Oleh: Oyong Liza Piliang
Pariamantoday - #Cerpen - Aprinaldi menatap langit Moskwa yang beku. Di depannya, sebuah stadion mutakhir dibangun dalam waktu sembilan bulan atas nama kerjasama antarbangsa. Di dinding aula utama, sebuah kaligrafi digital bertuliskan aksara Kiril bercampur aksara Jawi:
"Спорт как молитва" - Olahraga adalah doa.
**
Kampung Dalam Padang Pariaman, 2036.
Tanpa iring-iringan sirine, tanpa pengawalan yang biasanya menyibak jalanan, mobil dinas Menpora itu berhenti pelan di tikungan sunyi. Di sanalah kampung itu memeluk pagi--dengan jangkrik yang berzikir dan embun yang menggigil di ujung daun.
Ia turun perlahan. Jaket lusuh menempel di tubuhnya, menggantikan seragam kementerian yang biasa dikenakan di gedung-gedung megah. Di kepalanya, topi pramuka tua--warisan masa remaja--masih setia menutupi uban yang mulai berani menyapa. Di belakangnya, Yona berjalan tenang, menggandeng tangan anak perempuan mereka, Bianca--mahasiswi kedokteran yang membawa setangkai mawar merah, seperti membawa doa yang belum sempat diucapkan.

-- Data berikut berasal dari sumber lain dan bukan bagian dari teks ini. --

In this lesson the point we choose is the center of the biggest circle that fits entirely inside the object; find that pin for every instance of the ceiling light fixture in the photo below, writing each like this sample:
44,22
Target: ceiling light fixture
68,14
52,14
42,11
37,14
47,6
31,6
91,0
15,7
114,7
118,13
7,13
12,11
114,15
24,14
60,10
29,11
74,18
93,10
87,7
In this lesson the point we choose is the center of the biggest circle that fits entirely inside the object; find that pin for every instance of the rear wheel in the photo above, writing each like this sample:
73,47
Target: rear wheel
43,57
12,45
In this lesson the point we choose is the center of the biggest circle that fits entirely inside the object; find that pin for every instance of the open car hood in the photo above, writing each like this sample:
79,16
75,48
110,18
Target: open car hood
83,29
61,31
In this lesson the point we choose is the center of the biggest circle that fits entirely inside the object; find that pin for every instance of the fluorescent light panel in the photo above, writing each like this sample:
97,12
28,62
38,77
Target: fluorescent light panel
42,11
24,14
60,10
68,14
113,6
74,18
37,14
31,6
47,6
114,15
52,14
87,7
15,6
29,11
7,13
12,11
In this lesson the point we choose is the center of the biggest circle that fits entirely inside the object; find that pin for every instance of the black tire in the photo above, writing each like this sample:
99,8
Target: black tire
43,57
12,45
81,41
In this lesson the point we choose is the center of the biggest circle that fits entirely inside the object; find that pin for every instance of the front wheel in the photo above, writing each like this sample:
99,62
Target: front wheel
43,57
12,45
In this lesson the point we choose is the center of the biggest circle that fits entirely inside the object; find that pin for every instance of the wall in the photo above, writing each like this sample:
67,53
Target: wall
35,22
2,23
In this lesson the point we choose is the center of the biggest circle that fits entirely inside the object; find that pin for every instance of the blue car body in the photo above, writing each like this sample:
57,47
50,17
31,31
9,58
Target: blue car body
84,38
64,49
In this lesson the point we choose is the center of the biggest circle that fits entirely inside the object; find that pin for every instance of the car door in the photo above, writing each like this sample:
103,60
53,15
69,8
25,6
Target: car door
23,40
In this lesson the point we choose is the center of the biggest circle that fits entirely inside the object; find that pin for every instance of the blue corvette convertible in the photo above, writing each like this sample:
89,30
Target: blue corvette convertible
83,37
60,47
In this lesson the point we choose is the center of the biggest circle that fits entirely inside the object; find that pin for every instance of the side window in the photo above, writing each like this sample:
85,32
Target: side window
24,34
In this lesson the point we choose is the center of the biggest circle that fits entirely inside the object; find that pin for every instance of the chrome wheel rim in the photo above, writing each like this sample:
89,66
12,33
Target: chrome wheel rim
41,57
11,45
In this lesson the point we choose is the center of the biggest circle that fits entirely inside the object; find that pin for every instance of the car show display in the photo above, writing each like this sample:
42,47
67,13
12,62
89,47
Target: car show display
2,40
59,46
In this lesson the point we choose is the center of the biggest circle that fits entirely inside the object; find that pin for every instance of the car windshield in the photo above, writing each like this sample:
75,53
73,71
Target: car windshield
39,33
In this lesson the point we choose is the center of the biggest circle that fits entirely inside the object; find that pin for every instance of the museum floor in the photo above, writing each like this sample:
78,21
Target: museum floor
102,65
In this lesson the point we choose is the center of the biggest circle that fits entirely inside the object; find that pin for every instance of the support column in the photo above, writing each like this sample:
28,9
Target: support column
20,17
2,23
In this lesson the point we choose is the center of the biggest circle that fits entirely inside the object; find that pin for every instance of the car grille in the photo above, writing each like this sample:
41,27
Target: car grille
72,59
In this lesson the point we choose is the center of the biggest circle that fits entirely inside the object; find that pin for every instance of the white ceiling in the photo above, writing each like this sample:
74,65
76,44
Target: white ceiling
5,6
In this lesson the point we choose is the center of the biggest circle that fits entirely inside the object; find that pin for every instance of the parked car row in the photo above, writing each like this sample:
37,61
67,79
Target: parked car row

Aprinaldi melangkah pelan, seolah setiap jejak adalah bait puisi bagi tanah yang membesarkannya. Di hadapannya, makam itu masih terawat--Syahnidar, nama yang diukirnya sendiri pada batu kapur saat usianya belum genap lima belas. Rerumputan liar tumbuh di sekitarnya, liar tapi lembut, seperti kenangan yang enggan pergi.
Ia berlutut. Bibirnya menyentuh nisan. Diam. Lama.
Lalu, dari tenggorokan yang menyimpan terlalu banyak kata, keluarlah suara lirih--patah-patah seperti benang layang-layang yang putus ditiup angin sore:
“Bu… Dunia akhirnya menoleh ke kampung kita… Tapi aku masih merasa seperti anak kampung yang cuma menumpang hidup di bengkel orang…”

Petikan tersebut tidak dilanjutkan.